The number of young adults (aged 24 to 34) who still live with their parents has risen by 36% in the last decade (according to data from Aviva). This means 1.23 million young adults currently living with their parents, an increase of 331,000 in 10 years! The Office for National Statistics shows that over this decade we have seen a 45% increase in house prices for first time buyers, and house value averages rising from £146,000 to £211,000.
In a survey of 16 to 34-year-olds, Aviva found that one in 12 don’t ever expect to fly the nest; while a third said they don’t ever expect to own their own home; and a fifth said they can only see themselves owning their own home if they inherited it from a family member. The reasons these young adults gave for remaining at their parents’ home are as follow:
- Half admit they are happy with their current living situation, although this was only true for under a third of those in the age bracket 30-34.
- Two thirds stated that the only reason they still live at home is because they cannot afford to move out, and are doing it to save money.
- A quarter said they are comfortable being looked after by their parents
- Around a sixth say they are living at home to care for their parents
If you are struggling to get onto the property ladder but are desperate to leave the family home, you may have to make some sacrifices. Here are a few suggestions:
- You may have to move further from your family than you wish. Remember this is just your 1st home and more options might be open to you when you make your next move.
- Like many others you may be struggling to save for a deposit, consider using the Governments Help to Buy scheme. This helps buyers with a 5% deposit, and provides a 20% interest free loan for 5 years.
- For some, house prices are rising so fast that they consider building their own home.

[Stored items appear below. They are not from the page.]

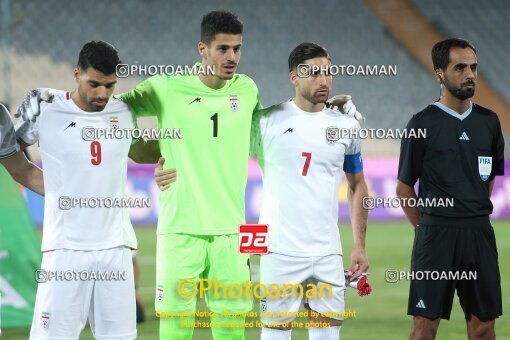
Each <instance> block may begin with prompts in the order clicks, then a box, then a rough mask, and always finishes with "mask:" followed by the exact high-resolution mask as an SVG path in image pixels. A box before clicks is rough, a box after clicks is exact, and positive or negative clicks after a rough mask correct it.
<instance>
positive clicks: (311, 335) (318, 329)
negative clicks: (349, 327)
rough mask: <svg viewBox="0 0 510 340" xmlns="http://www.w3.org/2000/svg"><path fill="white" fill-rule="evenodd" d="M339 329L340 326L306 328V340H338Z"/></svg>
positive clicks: (338, 335) (339, 327)
mask: <svg viewBox="0 0 510 340" xmlns="http://www.w3.org/2000/svg"><path fill="white" fill-rule="evenodd" d="M340 327H342V326H331V327H320V328H315V327H310V328H308V339H309V340H338V339H340Z"/></svg>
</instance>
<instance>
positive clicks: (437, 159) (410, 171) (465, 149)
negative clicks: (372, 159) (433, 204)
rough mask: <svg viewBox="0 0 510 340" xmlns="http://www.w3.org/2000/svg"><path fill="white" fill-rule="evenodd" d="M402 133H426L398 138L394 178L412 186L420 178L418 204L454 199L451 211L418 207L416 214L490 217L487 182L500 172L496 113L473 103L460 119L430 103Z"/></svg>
mask: <svg viewBox="0 0 510 340" xmlns="http://www.w3.org/2000/svg"><path fill="white" fill-rule="evenodd" d="M407 129H408V132H409V131H410V130H411V129H415V130H416V131H418V129H425V133H426V137H425V138H419V135H418V134H417V135H416V137H414V136H413V137H410V138H404V139H402V143H401V148H400V160H399V166H398V179H399V180H400V181H402V182H404V183H406V184H407V185H409V186H411V187H412V186H414V184H415V183H416V181H417V180H418V179H419V190H418V197H419V198H421V199H422V200H425V199H426V198H428V199H429V202H430V201H431V200H432V199H434V198H436V199H437V202H439V201H440V199H441V201H442V202H443V203H444V202H445V201H446V199H449V200H450V201H451V199H452V198H453V207H451V206H444V204H443V206H441V205H440V204H439V206H420V207H419V210H420V212H421V213H422V214H426V215H433V216H444V217H473V216H484V215H490V214H491V213H492V208H493V207H492V203H491V201H490V198H489V181H491V180H493V179H494V177H495V176H502V175H503V174H504V156H503V151H504V140H503V135H502V133H501V125H500V123H499V119H498V117H497V115H496V113H494V112H493V111H491V110H489V109H486V108H484V107H482V106H480V105H477V104H474V103H472V104H471V107H470V108H469V109H468V110H467V111H466V112H464V113H463V114H462V115H461V114H458V113H457V112H455V111H454V110H452V109H450V108H448V107H446V106H445V105H443V104H441V103H439V102H435V103H433V104H431V105H429V106H427V107H426V108H425V109H424V110H423V111H421V112H419V113H417V114H415V115H414V116H413V117H412V118H411V120H410V121H409V124H408V125H407ZM411 135H412V134H411Z"/></svg>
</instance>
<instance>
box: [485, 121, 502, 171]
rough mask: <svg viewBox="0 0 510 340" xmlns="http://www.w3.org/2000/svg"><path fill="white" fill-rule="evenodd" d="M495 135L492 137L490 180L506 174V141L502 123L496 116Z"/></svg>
mask: <svg viewBox="0 0 510 340" xmlns="http://www.w3.org/2000/svg"><path fill="white" fill-rule="evenodd" d="M493 133H494V136H493V139H492V150H491V156H492V165H493V166H492V172H491V175H490V177H489V180H490V181H492V180H493V179H494V177H496V176H503V175H504V174H505V157H504V151H505V141H504V139H503V133H502V132H501V124H500V123H499V119H498V118H497V117H496V128H495V129H494V132H493Z"/></svg>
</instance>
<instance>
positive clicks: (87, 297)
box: [30, 247, 136, 340]
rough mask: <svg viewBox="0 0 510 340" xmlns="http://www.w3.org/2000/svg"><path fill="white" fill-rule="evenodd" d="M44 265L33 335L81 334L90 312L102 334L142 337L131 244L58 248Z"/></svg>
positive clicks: (44, 261)
mask: <svg viewBox="0 0 510 340" xmlns="http://www.w3.org/2000/svg"><path fill="white" fill-rule="evenodd" d="M41 270H42V271H46V272H42V273H38V274H37V275H36V276H37V278H38V281H39V284H38V286H37V296H36V301H35V308H34V319H33V321H32V329H31V330H30V339H34V340H39V339H41V340H42V339H62V340H63V339H73V340H74V339H78V338H79V336H80V333H81V331H82V330H83V328H84V327H85V324H86V322H87V317H88V319H89V323H90V327H91V328H92V332H93V333H94V337H95V338H96V339H136V302H135V284H134V278H133V262H132V259H131V249H129V248H126V247H118V248H112V249H104V250H93V251H82V250H69V249H57V250H54V251H50V252H47V253H43V258H42V265H41ZM51 276H53V277H52V278H51V279H50V277H51ZM45 279H46V280H45ZM44 280H45V281H46V282H43V281H44Z"/></svg>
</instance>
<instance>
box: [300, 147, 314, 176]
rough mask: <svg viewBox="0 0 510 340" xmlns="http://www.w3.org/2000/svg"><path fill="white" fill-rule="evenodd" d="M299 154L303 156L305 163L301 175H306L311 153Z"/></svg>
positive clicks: (303, 175) (311, 156)
mask: <svg viewBox="0 0 510 340" xmlns="http://www.w3.org/2000/svg"><path fill="white" fill-rule="evenodd" d="M301 156H303V157H305V165H304V166H303V172H302V173H301V176H306V174H307V173H308V168H309V167H310V161H311V160H312V153H311V152H303V153H302V154H301Z"/></svg>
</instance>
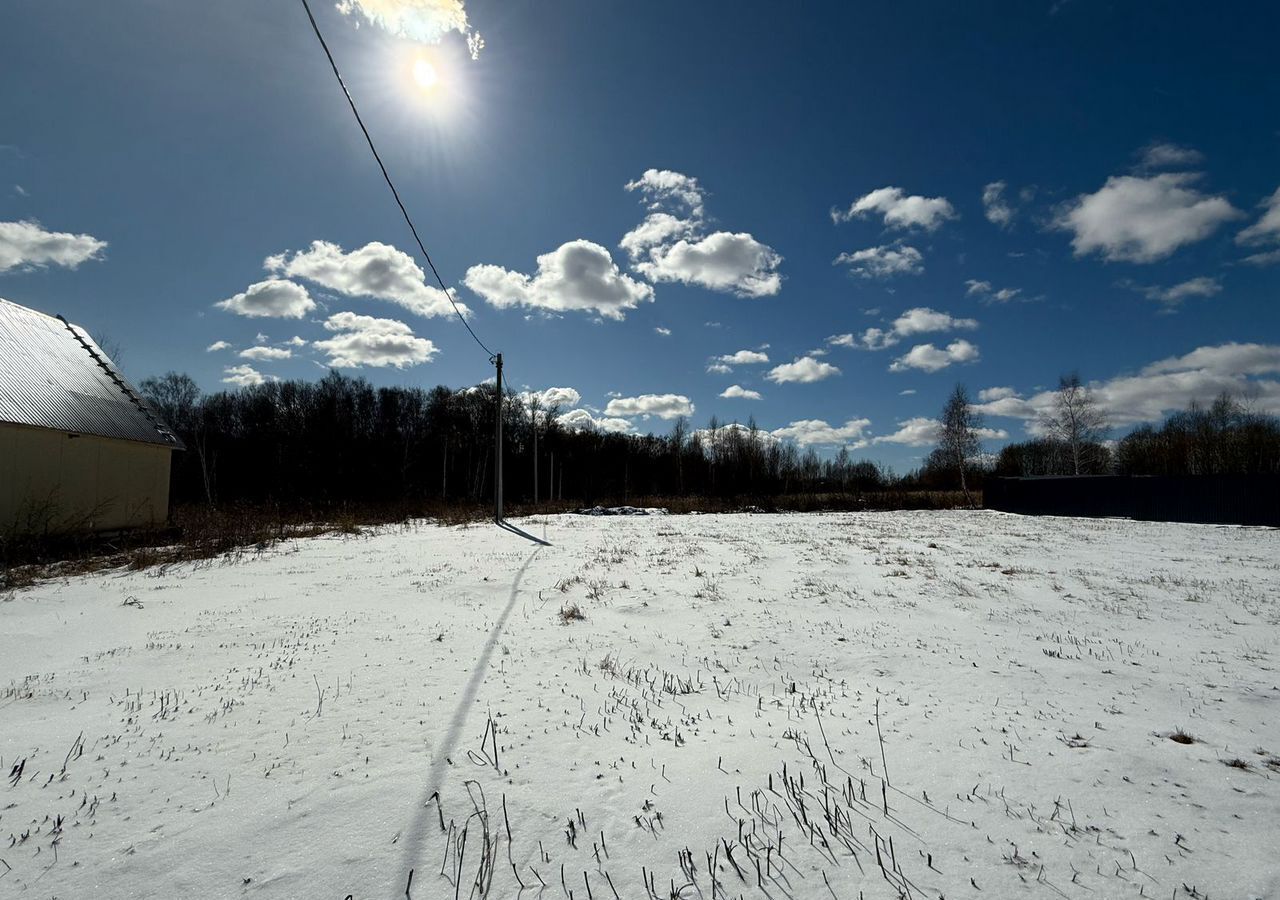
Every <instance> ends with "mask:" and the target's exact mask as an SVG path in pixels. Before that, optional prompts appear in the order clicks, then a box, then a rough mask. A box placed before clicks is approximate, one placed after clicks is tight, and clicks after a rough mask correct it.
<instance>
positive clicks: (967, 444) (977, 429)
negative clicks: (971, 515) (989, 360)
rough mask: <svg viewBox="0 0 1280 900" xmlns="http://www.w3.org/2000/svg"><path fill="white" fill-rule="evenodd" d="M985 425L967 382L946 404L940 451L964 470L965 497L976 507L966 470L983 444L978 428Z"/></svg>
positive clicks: (968, 500)
mask: <svg viewBox="0 0 1280 900" xmlns="http://www.w3.org/2000/svg"><path fill="white" fill-rule="evenodd" d="M979 428H982V416H980V415H979V414H978V412H977V411H974V408H973V405H972V403H970V402H969V392H968V390H965V387H964V385H963V384H957V385H956V389H955V390H952V392H951V396H950V397H947V403H946V406H943V407H942V422H941V429H940V431H938V451H940V452H941V454H942V456H943V458H946V461H947V462H948V463H950V465H952V466H955V467H956V469H957V470H960V490H963V492H964V498H965V501H966V502H968V503H969V506H970V507H972V506H973V494H970V493H969V481H968V480H966V478H965V470H966V469H968V467H969V461H970V460H972V458H973V457H975V456H977V454H978V452H979V451H980V449H982V444H980V443H979V442H978V429H979Z"/></svg>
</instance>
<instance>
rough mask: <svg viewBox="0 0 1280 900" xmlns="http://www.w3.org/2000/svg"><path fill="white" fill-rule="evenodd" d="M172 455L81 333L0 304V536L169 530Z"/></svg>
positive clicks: (48, 320) (143, 400)
mask: <svg viewBox="0 0 1280 900" xmlns="http://www.w3.org/2000/svg"><path fill="white" fill-rule="evenodd" d="M175 449H183V444H182V440H179V439H178V437H177V435H175V434H174V433H173V431H172V430H170V429H169V426H168V425H165V424H164V422H163V421H160V417H159V416H157V415H156V411H155V408H154V407H152V406H151V405H150V403H148V402H147V401H146V399H145V398H143V397H141V396H140V394H138V392H137V390H134V389H133V387H132V385H131V384H129V383H128V382H127V380H125V378H124V375H122V374H120V370H119V369H116V367H115V364H113V362H111V360H109V358H108V356H106V353H104V352H102V350H101V348H100V347H99V346H97V344H96V343H95V342H93V339H92V338H91V337H90V335H88V333H86V332H84V329H82V328H78V326H77V325H73V324H72V323H69V321H67V320H65V319H63V317H61V316H49V315H45V314H44V312H37V311H36V310H29V309H27V307H26V306H18V305H17V303H12V302H9V301H6V300H0V534H5V533H8V534H31V533H42V531H52V533H67V531H114V530H120V529H134V527H146V526H152V525H163V524H164V522H165V521H166V520H168V517H169V465H170V457H172V454H173V451H175Z"/></svg>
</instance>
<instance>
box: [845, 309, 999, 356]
mask: <svg viewBox="0 0 1280 900" xmlns="http://www.w3.org/2000/svg"><path fill="white" fill-rule="evenodd" d="M974 328H978V320H977V319H959V317H956V316H952V315H951V314H950V312H938V311H937V310H931V309H929V307H928V306H916V307H914V309H910V310H908V311H906V312H904V314H902V315H900V316H899V317H897V319H895V320H893V323H892V324H891V325H890V326H888V328H887V329H884V328H868V329H867V330H865V332H863V333H861V335H860V337H858V335H854V334H832V335H831V337H829V338H827V343H828V344H832V346H835V347H861V348H864V350H884V348H886V347H892V346H893V344H897V343H900V342H901V341H902V338H908V337H911V335H914V334H929V333H933V332H955V330H972V329H974Z"/></svg>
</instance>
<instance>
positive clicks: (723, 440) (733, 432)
mask: <svg viewBox="0 0 1280 900" xmlns="http://www.w3.org/2000/svg"><path fill="white" fill-rule="evenodd" d="M751 434H753V429H751V426H749V425H742V424H741V422H727V424H724V425H718V426H716V428H700V429H696V430H695V431H694V433H692V434H691V435H690V437H692V438H696V439H698V440H699V442H701V444H703V448H704V449H714V448H717V446H718V444H722V443H727V442H728V440H730V439H731V438H739V439H745V440H750V439H751ZM754 434H755V440H758V442H760V443H762V444H776V443H777V442H778V439H777V438H776V437H773V435H772V434H771V433H769V431H763V430H760V429H754Z"/></svg>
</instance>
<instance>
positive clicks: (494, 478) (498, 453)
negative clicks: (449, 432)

This idea seems overwhelming, but if you can afford to buy a plot of land to build on, you can build a prefabricated home, there are some nice designs available for as little as £50,000.
- If your finding it difficult to be eligible for a mortgage, try sharing the financial responsibility with a friend, family member or your partner, some mortgage products accommodate partnerships. Buying with a partner is becoming more and more common. According to Mark Harris, chief executive of mortgage broker SPF Private Clients: ‘This can work out well – two lots of money towards the deposit and two incomes toward the mortgage makes it more affordable. However, you should take care to ensure you get a legal document drawn up detailing who contributed what and how to proceed if circumstances change, for example if one party wants to sell and move.’